The phrase student-athlete and the word mensch are commonly used but rarely to describe one person. Mensch, a Yiddish word, means “a person of integrity and honor.”
According to the many people who know Oceanside native Jay Fiedler, both those terms accurately represent the three-sport high school star (football, basketball and track), the Ivy League quarterback and track athlete at Dartmouth College and the undrafted free agent who fashioned a 10-year career as a QB in the National Football League.
Fiedler, 47, who holds a degree in engineering sciences, never gave up on his dream to play in the NFL and now mentors young people through his Prime Time Sports Camp and the Sports Academy at Brookwood Camps, was presented with the Jewish Sports Heritage Association’s first-ever lifetime achievement award at Temple of Israel of Lawrence on Jan. 6, which included a painting by Richard Wallich.
The Great Neck-based Jewish Sports Heritage Association chronicles and celebrates the involvement of Jewish men and women in sports.

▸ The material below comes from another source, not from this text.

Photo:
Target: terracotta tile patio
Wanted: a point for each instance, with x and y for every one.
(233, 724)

Another part of its mission statement reads that “the deeds of the past shall inspire the achievements of the future.”
Fielder, whose professional football career included six NFL teams and a season in NFL Europe, connected his life’s journey with a nod to the Jewish people’s ongoing endurance against obstacles to survive. “My road to becoming a starting quarterback in the NFL was not an easy one, I had to work hard and persevere, something the Jewish people know well,” he said.

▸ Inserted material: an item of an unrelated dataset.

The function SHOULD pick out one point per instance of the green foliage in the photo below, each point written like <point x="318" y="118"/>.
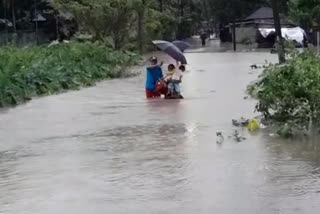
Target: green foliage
<point x="289" y="94"/>
<point x="36" y="71"/>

After being with the Philadelphia Eagles in 1994 and 1995, he did not play in 1996 and played for the Amsterdam Admiral in Europe in 1997. He returned to the NFL in 1998 with the Minnesota Vikings and was with the Jacksonville Jaguars in 1999. He found sustained success with the Miami Dolphins from 2000 to 2004 as he lead the Fish to 10-plus win season in three out of four years, two 11-5 records, two playoff appearances and a division title. In 2005, he was with the Jets and ended his career with the Tampa Bay Buccaneers in ’06.
Former Oceanside varsity football coach Frank Luisi has known Fiedler since the honoree was 13. Calling his former player a “Renaissance man,” Luisi said: “He always held himself to a very high standard. The guy never makes excuses and is looking to make it better for the next generation. He is a role model for kids.”
Fiedler’s impact goes beyond his athletic skills. Estelle Henner, of Hewlett, has known the Fiedler family for roughly 10 years and said her nephew Jake Zuckerman, 21, has blossomed under the tutelage of Fiedler and his brother, Scott, at the camps. “Jay and Scott create a learning environment that helped Jake with his social skills,” she said. “They do all they can to help others.”
Alan Freedman, the executive director of Temple Israel of Lawrence and the director of the Jewish Sports Heritage Association, has also known Fiedler for many years dating to the 1988 Maccabi Games — the Jewish Olympics. “We are losing at halftime, our center fouled out and this 16-year-old young man elevated his game and we won the bonze medal,” Freedman recalled about the U.S. team defeating Israel at the games in Chicago.
Proclaiming that Sunday “Jay Fiedler Day” in the Town of Hempstead, Supervisor Laura Gillen presented Fiedler with a town proclamation. “Sports is a great way for communities and different groups to come together,” Gillen said, adding that Fiedler’s “history is quite impressive.”